As the meeting broke up, the NSC Director asked the Director of the Central Intelligence Agency to meet him in his basement office in fifteen minutes. When the two men were locked in, facing each other, the NSC Director said, “In consideration of the enormous favor Army Intelligence was willing to do for the President in sharing with him the information that they had succeeded—a first in twenty-seven years for any of our agencies—in planting an agent inside China, I took the liberty of checking with the President before coming down here to see you, and he has instructed me to order you to tell me, so that I may tell him, whether or not the CIA has been able to plant an agent somewhere in that same grouping in China.”
“Yes,” the Director of the CIA said. “I’m glad you asked me that. As a matter of fact, we have.”
30
1971–1976
The United States Army’s agent inside China had had nightmares on the trip north, thinking about the merciless de-briefings to come. But fear was mastered because Dr. Baum had planted a slow, slow gain in the agent’s imagination that gradually brought total confidence that no Chinese de-briefing system could overcome the locks and balances of Dr. Baum’s system. And Dr. Baum was right.
The agent watched and memorized. A new realization, much more encompassing than fear, took possession of the agent’s imagination. Dr. Baum’s design had been total. (Dr. Baum was a genius to whom the United States Army would owe far more than even the defeated German armies owed him.) What Dr. Baum had done with the agent was to plant a delayed realization, surfacing sixty days after the Chinese de-briefings: the agent was not to be governed by any orders planted by the Chinese briefings intended to make the agent into a revolutionary filled with murderous violence against the United States. This delayed realization worked to an extent, but pari passu with the Chinese brainwashing objectives.
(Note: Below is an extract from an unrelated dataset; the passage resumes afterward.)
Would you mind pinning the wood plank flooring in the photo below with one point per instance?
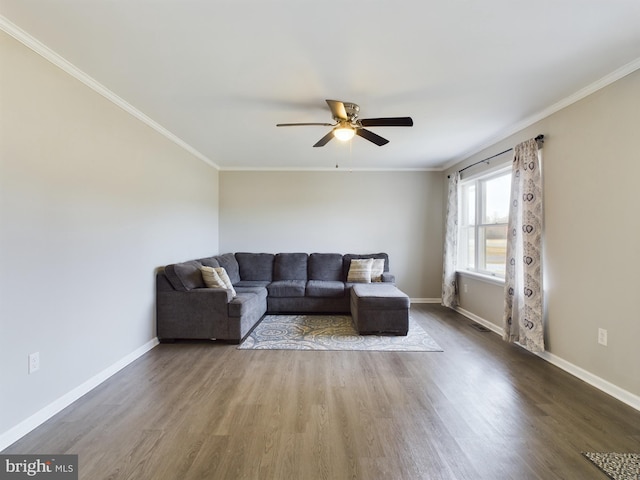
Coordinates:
(482, 409)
The agent was in a sense changed into a true schizophrenic; one part an agent of the United States Army, not only assigned to the task of saving the future of the United States of America but locked into that concept by Dr. Baum with neither voluntary nor involuntary means of evasion; the other part a convinced, cold-blooded, violently murderous revolutionary reeducated to help direct the execution of the Teel Plan against the United States. By the most advanced technological procedures of military psychology, the agent had been rendered insane.